Graeber expands on this in a variety of ways. He wrote extensively about people in pointless jobs who create still more work for others with ever-changing expectations and computerized work assignments. Often, he claims, this is accomplished through deliberately unending demands for these workers to consistently learn new computer technologies. Those higher in the employment chain of command then watch those beneath them engage in a frenzy of make-work. The whole point, according to Graeber, is to make those higher in the employment food chain look like they’re doing something useful, when often they are merely creating unnecessary work assignments for others. It also makes consumers an extension of their workforces as they are increasingly saddled with these bureaucratic demands.
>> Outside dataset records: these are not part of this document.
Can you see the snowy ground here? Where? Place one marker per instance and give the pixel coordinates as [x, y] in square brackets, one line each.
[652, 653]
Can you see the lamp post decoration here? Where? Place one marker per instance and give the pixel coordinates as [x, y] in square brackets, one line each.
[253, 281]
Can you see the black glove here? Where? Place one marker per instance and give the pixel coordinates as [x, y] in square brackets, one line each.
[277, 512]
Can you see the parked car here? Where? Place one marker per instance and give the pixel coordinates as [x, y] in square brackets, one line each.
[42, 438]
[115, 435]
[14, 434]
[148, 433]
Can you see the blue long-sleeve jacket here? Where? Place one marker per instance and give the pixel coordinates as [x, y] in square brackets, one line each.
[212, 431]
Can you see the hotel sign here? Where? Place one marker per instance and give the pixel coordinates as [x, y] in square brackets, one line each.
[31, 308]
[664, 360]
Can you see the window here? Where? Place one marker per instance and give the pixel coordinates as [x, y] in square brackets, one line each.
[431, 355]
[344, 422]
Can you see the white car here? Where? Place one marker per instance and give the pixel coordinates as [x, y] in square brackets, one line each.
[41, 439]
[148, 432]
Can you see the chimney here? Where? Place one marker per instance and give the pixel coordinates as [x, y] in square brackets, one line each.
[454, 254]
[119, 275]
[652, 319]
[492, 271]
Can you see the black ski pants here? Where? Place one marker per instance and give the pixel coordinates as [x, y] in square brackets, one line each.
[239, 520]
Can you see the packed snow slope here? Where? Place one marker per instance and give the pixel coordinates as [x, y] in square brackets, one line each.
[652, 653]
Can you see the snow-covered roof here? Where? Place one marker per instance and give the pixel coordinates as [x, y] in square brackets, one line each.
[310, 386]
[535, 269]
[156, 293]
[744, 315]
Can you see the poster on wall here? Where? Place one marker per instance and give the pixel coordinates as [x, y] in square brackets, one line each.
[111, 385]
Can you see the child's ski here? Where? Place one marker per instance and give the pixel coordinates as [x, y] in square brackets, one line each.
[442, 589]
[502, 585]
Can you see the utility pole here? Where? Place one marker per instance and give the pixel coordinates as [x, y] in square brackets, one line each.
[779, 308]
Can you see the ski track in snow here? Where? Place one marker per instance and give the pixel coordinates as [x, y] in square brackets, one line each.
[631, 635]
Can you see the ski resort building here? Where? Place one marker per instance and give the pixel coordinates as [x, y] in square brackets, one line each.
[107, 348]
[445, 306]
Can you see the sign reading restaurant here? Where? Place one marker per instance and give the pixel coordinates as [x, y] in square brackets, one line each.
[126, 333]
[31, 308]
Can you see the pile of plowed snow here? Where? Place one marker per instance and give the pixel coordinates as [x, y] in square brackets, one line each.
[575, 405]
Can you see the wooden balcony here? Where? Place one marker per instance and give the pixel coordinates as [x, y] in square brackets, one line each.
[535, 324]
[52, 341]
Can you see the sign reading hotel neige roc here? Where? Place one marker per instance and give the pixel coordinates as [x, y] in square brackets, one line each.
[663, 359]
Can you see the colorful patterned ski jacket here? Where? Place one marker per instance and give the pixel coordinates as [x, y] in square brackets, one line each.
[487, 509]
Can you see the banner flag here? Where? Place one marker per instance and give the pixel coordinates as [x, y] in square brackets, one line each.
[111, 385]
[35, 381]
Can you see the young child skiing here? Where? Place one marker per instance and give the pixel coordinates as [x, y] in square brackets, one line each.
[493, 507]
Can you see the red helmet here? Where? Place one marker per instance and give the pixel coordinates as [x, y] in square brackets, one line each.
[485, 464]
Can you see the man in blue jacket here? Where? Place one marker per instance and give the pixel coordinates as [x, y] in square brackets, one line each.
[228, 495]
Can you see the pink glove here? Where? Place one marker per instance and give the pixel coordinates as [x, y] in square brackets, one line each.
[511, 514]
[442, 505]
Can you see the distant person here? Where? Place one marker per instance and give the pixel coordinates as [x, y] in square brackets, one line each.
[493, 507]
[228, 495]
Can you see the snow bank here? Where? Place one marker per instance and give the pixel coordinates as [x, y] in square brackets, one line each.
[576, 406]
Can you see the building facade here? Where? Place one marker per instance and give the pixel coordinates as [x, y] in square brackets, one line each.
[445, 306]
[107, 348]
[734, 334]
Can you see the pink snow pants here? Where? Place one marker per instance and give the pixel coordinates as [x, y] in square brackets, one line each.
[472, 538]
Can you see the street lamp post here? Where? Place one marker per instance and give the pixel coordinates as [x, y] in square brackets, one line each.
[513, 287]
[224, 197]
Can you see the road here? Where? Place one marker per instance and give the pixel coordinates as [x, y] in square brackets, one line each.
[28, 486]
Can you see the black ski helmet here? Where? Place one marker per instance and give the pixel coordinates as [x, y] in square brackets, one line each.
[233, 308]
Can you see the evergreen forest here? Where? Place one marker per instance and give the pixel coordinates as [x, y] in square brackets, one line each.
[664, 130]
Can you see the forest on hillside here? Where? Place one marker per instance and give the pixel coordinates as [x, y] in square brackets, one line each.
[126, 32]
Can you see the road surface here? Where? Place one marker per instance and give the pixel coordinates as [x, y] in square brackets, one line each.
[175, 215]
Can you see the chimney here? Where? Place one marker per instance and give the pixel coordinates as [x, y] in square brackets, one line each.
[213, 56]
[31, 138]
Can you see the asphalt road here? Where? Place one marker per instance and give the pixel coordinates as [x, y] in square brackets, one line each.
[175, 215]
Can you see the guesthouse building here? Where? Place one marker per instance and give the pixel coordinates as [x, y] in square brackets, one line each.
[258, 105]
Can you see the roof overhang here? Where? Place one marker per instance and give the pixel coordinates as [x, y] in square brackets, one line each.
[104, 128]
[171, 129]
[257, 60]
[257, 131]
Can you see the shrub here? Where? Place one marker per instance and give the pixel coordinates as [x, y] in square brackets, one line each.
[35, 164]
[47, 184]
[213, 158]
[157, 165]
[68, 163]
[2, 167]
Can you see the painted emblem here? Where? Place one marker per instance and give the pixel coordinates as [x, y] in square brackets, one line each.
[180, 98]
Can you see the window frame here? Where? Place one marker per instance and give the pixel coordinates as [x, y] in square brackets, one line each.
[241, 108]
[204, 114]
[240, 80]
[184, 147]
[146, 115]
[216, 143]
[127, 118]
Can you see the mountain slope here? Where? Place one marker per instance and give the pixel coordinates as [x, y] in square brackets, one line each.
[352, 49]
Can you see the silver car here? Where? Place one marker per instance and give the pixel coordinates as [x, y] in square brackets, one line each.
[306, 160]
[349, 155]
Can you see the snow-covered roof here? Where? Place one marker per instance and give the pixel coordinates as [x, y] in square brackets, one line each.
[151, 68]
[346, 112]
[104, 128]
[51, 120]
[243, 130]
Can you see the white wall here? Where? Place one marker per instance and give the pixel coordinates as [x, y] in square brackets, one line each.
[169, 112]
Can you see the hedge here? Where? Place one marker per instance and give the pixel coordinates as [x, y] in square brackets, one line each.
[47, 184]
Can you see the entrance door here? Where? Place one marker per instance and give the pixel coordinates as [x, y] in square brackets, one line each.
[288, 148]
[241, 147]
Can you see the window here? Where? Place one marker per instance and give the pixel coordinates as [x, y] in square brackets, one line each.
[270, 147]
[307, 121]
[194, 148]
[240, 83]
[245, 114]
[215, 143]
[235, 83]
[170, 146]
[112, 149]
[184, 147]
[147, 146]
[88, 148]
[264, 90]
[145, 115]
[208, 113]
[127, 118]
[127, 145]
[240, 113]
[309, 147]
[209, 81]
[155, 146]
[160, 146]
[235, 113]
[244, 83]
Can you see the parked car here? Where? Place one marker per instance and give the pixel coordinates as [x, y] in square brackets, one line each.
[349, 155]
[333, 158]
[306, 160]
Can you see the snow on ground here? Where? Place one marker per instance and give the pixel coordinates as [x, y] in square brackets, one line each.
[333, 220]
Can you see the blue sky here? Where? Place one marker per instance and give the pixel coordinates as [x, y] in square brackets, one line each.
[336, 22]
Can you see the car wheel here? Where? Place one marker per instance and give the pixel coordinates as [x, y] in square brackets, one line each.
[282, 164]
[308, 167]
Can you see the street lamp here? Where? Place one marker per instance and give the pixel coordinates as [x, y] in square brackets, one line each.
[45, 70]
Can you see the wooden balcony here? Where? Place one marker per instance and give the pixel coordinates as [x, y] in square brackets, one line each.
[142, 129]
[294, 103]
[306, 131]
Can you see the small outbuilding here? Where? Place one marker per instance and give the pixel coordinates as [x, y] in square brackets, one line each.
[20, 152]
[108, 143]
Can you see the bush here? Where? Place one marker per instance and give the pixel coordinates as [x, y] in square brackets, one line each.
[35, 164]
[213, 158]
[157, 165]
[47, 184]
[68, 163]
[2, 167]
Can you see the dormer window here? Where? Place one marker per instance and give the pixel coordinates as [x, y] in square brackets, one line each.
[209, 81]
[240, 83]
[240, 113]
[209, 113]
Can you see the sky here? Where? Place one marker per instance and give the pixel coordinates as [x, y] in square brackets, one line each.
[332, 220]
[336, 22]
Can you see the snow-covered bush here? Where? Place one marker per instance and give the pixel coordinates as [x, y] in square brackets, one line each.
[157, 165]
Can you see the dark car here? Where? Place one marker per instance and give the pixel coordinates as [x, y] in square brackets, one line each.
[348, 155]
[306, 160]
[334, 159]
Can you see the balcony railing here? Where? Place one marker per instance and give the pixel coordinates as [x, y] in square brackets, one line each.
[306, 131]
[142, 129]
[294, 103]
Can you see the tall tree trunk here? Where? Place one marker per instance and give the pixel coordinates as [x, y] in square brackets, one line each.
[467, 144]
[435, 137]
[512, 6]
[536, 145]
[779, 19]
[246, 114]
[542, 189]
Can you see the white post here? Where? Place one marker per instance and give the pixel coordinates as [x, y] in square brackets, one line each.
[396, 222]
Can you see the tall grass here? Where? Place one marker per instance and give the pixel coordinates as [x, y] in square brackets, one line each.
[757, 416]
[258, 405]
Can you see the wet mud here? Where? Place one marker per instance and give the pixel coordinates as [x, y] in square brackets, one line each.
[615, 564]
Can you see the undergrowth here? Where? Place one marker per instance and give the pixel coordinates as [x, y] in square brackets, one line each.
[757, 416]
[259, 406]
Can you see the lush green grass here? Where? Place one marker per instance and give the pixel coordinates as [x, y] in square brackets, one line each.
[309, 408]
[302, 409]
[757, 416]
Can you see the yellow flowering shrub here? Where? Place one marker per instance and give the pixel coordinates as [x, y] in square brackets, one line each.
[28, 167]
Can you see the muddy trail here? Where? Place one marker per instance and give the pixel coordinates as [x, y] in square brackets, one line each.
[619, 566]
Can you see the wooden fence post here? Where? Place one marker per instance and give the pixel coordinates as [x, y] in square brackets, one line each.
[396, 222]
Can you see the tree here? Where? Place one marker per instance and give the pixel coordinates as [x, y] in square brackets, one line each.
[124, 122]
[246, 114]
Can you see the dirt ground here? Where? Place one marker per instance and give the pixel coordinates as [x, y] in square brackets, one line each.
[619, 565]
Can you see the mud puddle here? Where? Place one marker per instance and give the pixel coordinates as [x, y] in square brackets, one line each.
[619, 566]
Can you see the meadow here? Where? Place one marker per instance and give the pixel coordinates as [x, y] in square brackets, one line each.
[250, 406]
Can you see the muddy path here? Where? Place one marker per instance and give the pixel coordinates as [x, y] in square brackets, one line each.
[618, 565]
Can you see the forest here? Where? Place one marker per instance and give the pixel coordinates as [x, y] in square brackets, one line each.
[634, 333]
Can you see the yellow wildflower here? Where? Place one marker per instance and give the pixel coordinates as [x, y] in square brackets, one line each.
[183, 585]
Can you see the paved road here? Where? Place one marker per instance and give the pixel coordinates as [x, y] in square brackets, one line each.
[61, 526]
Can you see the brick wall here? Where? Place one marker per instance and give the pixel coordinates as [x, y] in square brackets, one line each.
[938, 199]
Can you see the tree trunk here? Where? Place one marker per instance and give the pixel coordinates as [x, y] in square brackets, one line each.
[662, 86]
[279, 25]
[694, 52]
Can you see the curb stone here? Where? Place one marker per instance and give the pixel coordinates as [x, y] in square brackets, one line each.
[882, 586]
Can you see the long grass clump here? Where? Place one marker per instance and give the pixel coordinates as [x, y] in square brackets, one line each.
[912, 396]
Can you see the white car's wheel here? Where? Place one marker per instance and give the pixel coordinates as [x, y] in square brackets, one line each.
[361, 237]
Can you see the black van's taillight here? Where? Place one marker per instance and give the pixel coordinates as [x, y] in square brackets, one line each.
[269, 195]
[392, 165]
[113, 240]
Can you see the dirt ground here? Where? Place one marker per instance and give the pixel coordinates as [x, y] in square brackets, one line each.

If Graeber is correct, and many people believe he is judging by the response to his book and essays, the humanities seem especially vulnerable to the proliferation of these demands on workers’ time. It is hard to imagine that Michelangelo, Da Vinci, or a host of other Renaissance artists could have helped the human race take a leap into a higher form of artistic or esthetic contemplation if they were strapped every day to a computer work station. Nor would their time have been better used memorizing modern computerized technology to help them mix their paints so just the right colors were being used on their canvases. No, they used hands-on, up-close, old-fashioned methods of mixing and applying those paints until the humanity of their subjects shone through clearly and brilliantly.
I am not by any means opposed to all computer technology. Some of those changing technologies have made my jobs as an author and college professor easier. However, I believe we may have passed the point where endless computer programs take control of every aspect of our lives and then need to be changed and modified in accelerating patterns until they are ultimately counterproductive.
Perhaps it is a stretch, but it feels like we are doing to ourselves in every aspect of human life what the automobile manufacturers did when they created cars that were wholly dependent on computer chips that are no longer available. Those cars now sit in dealer parking lots or owners’ garages, while older used cars that are not dependent on computers are selling in record numbers. Why? Those older models are simpler to operate, they don’t break down as often, and they don’t need a highly trained technician to repair them. Then, recently, the entire worldwide supply chain has been stymied by a shortage of computer chips, thus handicapping real economic growth.
Where is all of this taking us?
Henry Adams, The Education of Henry Adams, "A Dynamic Theory of History" (1904). Anthology of American Literature, Vol II., Pearson/ Prentice Hall, 2004.
David Graeber, Bull Shit Jobs, A Theory (2018). New York: Simon and Schuster.